The importance of multimodal approaches targeting not only the nociceptive, but also the neuropathic and central neurons can be seen in the prevention of wind-up phenomena and central sensitisation [6,12]. For this, therapies targeting not only opioid, but also substance P, calcitonin gene-related peptide, aspartate, glutamate, gamma-aminobutyric acid (GABA), and NMDA receptors can be used to target pain on multiple levels of the pain pathway [1,2]. Examples of neuropathic treatments include perioperative use of gabapentin and pregabalin, which have both been shown to decrease postoperative opioid requirements [13,16]. Similarly, a meta-analysis of 29 randomised controlled trials indicated a small yet significant decrease in CPSP with intra- and postoperative ketamine use [8]. Furthermore, peri-operative intravenous ketamine also reduces opioid use and postoperative nausea and vomiting compared with placebo, in addition to being cost effective and useful in opioid-tolerant patients [2,17].

Concurrently, the use of regional blocks or neuraxial methods such as femoral nerve blocks may reduce the use and side effects of systemic opioids whilst facilitating early mobilisation and recovery (thereby reducing the psychological impact of illness) [8]. Risk of infection exists, but is predominantly preventable by sterile precautions.

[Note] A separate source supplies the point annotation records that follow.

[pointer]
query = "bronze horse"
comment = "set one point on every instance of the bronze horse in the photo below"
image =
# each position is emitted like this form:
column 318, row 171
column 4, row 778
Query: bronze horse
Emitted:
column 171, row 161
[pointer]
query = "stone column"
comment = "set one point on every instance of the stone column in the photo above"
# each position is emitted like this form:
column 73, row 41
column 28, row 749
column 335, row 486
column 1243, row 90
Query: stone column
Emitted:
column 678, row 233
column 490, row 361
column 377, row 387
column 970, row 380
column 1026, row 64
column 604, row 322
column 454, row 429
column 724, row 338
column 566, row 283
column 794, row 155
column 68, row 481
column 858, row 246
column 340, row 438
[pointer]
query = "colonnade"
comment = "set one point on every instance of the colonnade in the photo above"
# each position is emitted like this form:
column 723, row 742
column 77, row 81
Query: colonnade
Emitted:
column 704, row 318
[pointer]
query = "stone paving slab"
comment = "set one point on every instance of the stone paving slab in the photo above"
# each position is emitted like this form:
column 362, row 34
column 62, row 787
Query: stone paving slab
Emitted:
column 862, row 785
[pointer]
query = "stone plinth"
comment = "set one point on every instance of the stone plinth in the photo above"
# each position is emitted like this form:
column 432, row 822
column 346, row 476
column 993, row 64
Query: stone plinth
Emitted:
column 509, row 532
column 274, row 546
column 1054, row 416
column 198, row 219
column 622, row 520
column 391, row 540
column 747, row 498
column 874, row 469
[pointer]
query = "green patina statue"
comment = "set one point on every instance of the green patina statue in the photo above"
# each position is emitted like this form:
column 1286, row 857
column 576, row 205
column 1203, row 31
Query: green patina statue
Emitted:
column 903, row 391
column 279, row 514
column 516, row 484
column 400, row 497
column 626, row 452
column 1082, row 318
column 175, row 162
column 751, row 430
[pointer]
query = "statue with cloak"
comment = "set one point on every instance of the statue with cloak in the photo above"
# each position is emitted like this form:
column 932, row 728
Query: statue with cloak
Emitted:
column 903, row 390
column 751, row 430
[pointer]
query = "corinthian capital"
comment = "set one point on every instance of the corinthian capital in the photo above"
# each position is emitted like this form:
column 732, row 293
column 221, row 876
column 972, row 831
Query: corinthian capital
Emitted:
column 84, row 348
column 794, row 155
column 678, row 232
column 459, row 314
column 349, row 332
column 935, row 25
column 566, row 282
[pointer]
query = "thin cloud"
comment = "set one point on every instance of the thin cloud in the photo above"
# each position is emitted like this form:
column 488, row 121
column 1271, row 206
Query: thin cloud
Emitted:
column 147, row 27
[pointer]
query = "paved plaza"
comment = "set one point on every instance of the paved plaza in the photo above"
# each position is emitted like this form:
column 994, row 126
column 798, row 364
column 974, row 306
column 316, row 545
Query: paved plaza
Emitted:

Likewise, the risk of neuropathy from this procedure is low and countered generally by the use of ultrasound guidance [11]. Additionally, while regional blocks present an increased risk of procedural complications depending on the block used (for example, brachial plexus blocks risk pneumothorax), these are far rarer than complications of opioid use and often outweigh them on a clinical outcome basis for controlling neuropathic pain [11,18].

In terms of patient education, better pain relief is achieved by structured preoperative education and written information, rather than routine information with generalised verbal discussion [2]. Although identification of preoperative risk factors may assist in targeted patient education and expectation management (Table 1), other interventions, such as pre-surgical hypnosis and music therapy, have been found to be reliable for decreasing CPSP as an outcome indicated by six month follow-up surveys and postoperative pain surveys [1, 7]. Identification of factors that will make pain management more difficult, such as obesity, history of opioid abuse, and current opioid use may assist in appropriate pre and post-surgical management [1,2].

Finally, non-pharmacological methods including transcutaneous electrical stimulation and acupuncture have been shown to reduce postoperative pain, particularly in the setting of back surgery and ambulatory knee surgery when compared to placebo, with the aforementioned psychological methods (distraction, music, and video) being of potential use in paediatric populations. However, the evidence for these is limited and variable in the literature [2,11].

In conclusion, CPSP is a common, inherently complex, and costly complication of surgery. Managing chronic post surgical pain from a multimodal multidisciplinary approach may improve pain control.